BLOOD ALCOHOL MEASURESBlood alcohol levels are measured in gram%. The degree of intoxication throughout the United States is measured by a blood alcohol level, and the legal limit is 0.08 gram%. For example, 0.08 grams alcohol/100 ml = 0.08 gram% = 17 mM. Generally, for a male who weighs 150 lbs, 4 ounces of spirits (100 proof = 50% alcohol), four glasses of wine, or four beers will result in a blood alcohol level of approximately 0.10 gram%. For a female who weighs 150 lbs, these same amounts of alcohol will result in a blood alcohol level of 0.12 gram%. The difference in blood alcohol levels in males and females has been attributed to differences in the distribution of body fat, with more fat per kilogram (thus less water) for females, and lower gastric levels of the alcohol-metabolizing enzyme alcohol dehydrogenase in females.
GIRL DOWNS QUART OF LIQUOR ON DARE, DIES
ORLAND PARK, Ill. – A high school cheerleader who downed a quart of 107-proof liquor on a dare passed out and died after she was dropped off at a friend’s house to sleep it off.

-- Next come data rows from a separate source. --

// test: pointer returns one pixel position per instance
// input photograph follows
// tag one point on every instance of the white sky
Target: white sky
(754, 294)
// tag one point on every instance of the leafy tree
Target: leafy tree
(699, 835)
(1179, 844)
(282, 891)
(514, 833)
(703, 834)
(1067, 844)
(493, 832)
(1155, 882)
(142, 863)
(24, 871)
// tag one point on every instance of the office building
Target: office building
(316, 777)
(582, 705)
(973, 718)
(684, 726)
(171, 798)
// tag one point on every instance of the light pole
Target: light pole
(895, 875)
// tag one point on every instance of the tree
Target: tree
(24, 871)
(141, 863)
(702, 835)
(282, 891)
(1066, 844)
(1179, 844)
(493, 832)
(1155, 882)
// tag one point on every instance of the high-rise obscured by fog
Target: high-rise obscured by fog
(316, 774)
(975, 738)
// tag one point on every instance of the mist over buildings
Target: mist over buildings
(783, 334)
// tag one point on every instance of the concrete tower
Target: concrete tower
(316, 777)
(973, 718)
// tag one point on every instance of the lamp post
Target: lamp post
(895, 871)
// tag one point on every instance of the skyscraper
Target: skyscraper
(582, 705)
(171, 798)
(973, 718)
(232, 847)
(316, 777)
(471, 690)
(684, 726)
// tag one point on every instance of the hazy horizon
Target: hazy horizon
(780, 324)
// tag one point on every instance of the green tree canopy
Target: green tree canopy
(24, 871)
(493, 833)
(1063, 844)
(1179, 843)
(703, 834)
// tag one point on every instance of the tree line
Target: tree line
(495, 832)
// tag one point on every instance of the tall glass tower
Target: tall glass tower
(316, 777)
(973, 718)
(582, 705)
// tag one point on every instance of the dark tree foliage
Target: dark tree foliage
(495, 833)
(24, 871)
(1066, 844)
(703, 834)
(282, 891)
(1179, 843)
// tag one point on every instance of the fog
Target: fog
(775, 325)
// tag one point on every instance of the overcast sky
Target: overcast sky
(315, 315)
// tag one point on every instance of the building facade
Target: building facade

Authorities said 16-year-old Elizabeth Wakulich might have been saved if someone had taken her to a hospital sooner. Wakulich was out with friends early Monday when she answered a challenge to drink a bottle of schnapps with an alcohol content of more than 53 percent. Wakulich was pronounced dead with a blood alcohol level of .38 percent, nearly four times the legal limit for driving in Illinois. The medical examiner estimated her level was closer to .60 shortly after the binge. A level of .40 to .50 can kill.
From: San Diego Union Tribune, Thursday, June 19, 1997. © The Associated Press, 2013.
A third pathway for alcohol metabolism is a non-oxidative pathway catalyzed by fatty acid ethyl ester (FAEE) synthase, which leads to the formation of fatty acid esters, which in turn produce mono-, di-, and triglycerides. FAEEs are found in the highest concentrations in the liver, adipose tissue, and the heart and are hypothesized to contribute to the toxic effects of alcohol.